While a student in Germany, Ed worked for the Römisch-Germanisches Museum in Cologne, where he conducted excavations, cataloged artifacts, trained new hires, and gave museum tours. He had the opportunity for hands-on experience with Old World lithics, Roman-era artifacts and fieldwork, and cave excavations. These experiences have helped him understand that museum research includes a broad range of scientific disciplines and a wide variety of collections-based questions.
While a student working at the Glenn A. Black Laboratory of Archaeology, Ed developed an interest in experimental archaeology and studied stone tool technology and the identification of Midwestern tool types. He organized the Lithic Raw Material and typological comparative collections and created a website to share information related to the over 500 raw material sources and types curated at the facility. Ed is also an avid flintknapper.

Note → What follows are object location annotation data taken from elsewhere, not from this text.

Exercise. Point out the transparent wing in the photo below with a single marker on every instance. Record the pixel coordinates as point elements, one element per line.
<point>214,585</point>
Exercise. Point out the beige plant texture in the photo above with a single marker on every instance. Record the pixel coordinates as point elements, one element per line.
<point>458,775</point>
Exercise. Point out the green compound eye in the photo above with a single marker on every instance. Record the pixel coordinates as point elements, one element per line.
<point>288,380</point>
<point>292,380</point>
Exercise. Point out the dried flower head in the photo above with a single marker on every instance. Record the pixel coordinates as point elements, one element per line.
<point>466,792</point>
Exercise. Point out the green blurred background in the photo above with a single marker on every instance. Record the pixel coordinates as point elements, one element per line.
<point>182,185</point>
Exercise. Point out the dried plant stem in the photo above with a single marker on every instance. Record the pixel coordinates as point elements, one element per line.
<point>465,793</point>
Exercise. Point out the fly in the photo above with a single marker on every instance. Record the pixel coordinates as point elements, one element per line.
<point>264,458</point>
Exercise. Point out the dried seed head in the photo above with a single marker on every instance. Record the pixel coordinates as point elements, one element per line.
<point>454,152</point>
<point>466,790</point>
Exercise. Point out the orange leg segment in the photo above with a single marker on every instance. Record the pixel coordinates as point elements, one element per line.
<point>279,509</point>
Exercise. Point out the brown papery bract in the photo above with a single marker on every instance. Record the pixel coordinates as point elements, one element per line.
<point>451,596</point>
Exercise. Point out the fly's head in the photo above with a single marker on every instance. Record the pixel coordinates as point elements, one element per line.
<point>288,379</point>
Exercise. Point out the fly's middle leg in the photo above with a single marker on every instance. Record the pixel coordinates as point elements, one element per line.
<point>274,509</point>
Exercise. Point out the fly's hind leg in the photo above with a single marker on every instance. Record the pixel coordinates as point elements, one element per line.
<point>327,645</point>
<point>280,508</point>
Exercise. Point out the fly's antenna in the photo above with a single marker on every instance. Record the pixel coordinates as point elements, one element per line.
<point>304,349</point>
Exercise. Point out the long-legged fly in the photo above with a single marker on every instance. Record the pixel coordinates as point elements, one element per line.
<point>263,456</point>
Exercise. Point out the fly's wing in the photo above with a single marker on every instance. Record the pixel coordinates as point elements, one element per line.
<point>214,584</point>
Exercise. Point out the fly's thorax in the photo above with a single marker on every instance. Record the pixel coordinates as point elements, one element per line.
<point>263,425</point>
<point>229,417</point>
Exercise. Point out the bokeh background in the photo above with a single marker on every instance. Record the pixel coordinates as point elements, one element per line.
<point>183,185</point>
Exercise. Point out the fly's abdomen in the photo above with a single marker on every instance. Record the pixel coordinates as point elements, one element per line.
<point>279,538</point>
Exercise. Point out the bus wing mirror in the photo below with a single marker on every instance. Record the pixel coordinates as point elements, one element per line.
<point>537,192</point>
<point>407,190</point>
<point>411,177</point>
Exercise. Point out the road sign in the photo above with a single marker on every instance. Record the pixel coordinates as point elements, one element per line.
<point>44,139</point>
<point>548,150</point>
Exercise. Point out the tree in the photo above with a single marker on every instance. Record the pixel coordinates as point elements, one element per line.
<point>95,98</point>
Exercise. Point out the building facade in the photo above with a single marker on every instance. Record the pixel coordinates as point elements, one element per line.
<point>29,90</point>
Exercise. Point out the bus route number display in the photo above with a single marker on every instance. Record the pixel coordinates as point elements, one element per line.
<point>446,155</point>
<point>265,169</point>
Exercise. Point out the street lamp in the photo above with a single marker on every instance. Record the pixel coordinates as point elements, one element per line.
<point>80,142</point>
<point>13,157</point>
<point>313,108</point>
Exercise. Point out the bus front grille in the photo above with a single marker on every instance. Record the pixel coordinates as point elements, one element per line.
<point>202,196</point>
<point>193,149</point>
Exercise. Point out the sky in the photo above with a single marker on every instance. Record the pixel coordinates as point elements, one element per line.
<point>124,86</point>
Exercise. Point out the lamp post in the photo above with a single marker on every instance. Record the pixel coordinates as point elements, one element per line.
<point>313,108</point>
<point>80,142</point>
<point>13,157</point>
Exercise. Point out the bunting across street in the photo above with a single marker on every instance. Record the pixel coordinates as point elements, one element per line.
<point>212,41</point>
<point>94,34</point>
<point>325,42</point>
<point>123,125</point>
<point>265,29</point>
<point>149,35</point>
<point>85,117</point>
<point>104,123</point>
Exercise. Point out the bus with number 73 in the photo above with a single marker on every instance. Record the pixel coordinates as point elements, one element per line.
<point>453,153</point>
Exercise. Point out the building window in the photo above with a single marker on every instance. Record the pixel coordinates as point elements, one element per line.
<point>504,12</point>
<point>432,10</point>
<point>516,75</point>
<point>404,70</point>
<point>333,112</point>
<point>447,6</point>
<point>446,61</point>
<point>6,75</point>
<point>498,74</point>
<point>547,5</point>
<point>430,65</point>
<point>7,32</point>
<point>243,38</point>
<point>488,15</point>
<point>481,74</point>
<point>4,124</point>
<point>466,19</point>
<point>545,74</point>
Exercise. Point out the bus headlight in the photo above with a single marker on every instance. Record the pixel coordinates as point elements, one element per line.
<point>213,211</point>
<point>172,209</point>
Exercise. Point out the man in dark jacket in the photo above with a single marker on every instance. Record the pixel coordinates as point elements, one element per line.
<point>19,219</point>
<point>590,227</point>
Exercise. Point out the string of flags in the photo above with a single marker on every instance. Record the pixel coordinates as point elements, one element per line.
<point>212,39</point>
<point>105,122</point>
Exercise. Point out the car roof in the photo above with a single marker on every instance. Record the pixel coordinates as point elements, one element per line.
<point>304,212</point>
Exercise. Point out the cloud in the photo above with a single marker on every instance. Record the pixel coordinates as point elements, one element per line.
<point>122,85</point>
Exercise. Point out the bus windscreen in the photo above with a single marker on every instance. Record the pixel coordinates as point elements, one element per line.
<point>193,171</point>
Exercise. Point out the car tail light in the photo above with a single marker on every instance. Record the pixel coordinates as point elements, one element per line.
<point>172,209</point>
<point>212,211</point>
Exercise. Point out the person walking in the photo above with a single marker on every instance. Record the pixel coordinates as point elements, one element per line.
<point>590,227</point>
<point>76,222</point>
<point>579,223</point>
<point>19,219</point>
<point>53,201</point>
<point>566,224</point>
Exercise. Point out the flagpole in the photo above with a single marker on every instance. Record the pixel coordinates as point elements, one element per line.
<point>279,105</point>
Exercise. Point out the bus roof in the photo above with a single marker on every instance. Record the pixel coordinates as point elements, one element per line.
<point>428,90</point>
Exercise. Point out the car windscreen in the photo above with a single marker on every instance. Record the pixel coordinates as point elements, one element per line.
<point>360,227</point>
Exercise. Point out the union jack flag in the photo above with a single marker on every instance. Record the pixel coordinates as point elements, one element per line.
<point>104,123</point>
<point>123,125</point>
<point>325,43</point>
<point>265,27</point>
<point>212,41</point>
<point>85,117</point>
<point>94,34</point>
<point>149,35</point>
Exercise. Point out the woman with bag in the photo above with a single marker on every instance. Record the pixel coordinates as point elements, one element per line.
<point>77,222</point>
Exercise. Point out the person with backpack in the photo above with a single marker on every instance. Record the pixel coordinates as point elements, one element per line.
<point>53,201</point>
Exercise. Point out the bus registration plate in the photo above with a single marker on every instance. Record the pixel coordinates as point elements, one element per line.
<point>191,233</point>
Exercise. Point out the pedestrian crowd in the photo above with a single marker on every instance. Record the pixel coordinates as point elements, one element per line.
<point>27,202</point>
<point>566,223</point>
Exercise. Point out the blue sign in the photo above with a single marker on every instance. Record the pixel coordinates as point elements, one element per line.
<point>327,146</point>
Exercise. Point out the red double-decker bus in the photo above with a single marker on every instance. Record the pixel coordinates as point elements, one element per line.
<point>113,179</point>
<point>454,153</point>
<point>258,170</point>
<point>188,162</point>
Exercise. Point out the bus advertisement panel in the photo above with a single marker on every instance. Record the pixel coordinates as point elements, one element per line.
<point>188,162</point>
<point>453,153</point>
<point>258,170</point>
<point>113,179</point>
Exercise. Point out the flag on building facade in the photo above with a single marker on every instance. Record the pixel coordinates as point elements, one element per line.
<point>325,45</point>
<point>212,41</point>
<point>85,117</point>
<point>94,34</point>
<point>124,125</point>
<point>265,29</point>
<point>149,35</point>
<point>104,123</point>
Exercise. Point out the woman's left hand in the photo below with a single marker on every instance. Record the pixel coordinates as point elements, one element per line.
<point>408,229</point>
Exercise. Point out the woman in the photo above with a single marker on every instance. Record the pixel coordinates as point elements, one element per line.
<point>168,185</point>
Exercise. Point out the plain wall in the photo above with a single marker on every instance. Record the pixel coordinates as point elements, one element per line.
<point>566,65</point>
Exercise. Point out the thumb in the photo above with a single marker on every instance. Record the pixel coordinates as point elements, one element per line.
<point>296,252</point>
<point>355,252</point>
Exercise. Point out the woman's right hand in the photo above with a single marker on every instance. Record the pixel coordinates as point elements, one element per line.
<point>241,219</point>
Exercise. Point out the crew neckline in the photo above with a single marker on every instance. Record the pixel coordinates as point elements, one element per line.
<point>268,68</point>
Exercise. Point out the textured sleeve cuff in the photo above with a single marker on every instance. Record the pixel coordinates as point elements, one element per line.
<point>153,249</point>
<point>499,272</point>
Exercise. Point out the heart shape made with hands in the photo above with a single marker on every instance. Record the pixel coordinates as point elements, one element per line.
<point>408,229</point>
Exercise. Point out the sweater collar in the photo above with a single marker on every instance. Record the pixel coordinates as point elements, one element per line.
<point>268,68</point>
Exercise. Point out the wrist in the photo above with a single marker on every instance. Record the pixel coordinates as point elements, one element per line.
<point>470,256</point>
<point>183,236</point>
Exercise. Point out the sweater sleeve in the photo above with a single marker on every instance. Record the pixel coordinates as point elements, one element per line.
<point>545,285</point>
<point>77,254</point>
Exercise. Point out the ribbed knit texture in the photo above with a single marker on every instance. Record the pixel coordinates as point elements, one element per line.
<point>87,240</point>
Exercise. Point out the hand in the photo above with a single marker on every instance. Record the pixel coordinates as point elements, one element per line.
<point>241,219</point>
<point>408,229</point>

Although much of Ed’s research focuses on early North American hunter-gatherers, he has experience in Native American mound construction methods, chronologies, and taphonomy (the study of differential preservation of or within archaeological sites). As the term geoarchaeology implies, Ed researches both the earth and the people who inhabited it. He works in different time periods and regions, and has had experience working at sites in Germany that range in time from the Upper Paleolithic to Roman colonies to medieval villages. At Olduvai Gorge, Tanzania, Ed studies evolutionary clues left by early human ancestors millions of years ago.
These experiences gave Ed the opportunity to work with a variety of people including Indigenous communities from a wide range of cultures. At Olduvai Gorge, Ed’s research team lives and works with Maasai and Chagga tribal communities. Their perspectives and local landscape knowledge are invaluable assets to the research conducted during the summer weeks on the Serengeti. In North America, Ed spent two summers conducting research and organizing a landscape-based field school through Little Big Horn College that focused on locating and excavating buffalo jump and trap sites on the Crow reservation. The grant he helped obtain for this field school facilitated teaching ten Crow students the skills necessary to become tribal archaeological technicians, and provided the students with funding for six college credits.
He is currently the Chair of the Geoarchaeology Interest Group of the Society of American Archaeology, and a member of numerous archaeological, museum, and earth sciences associations.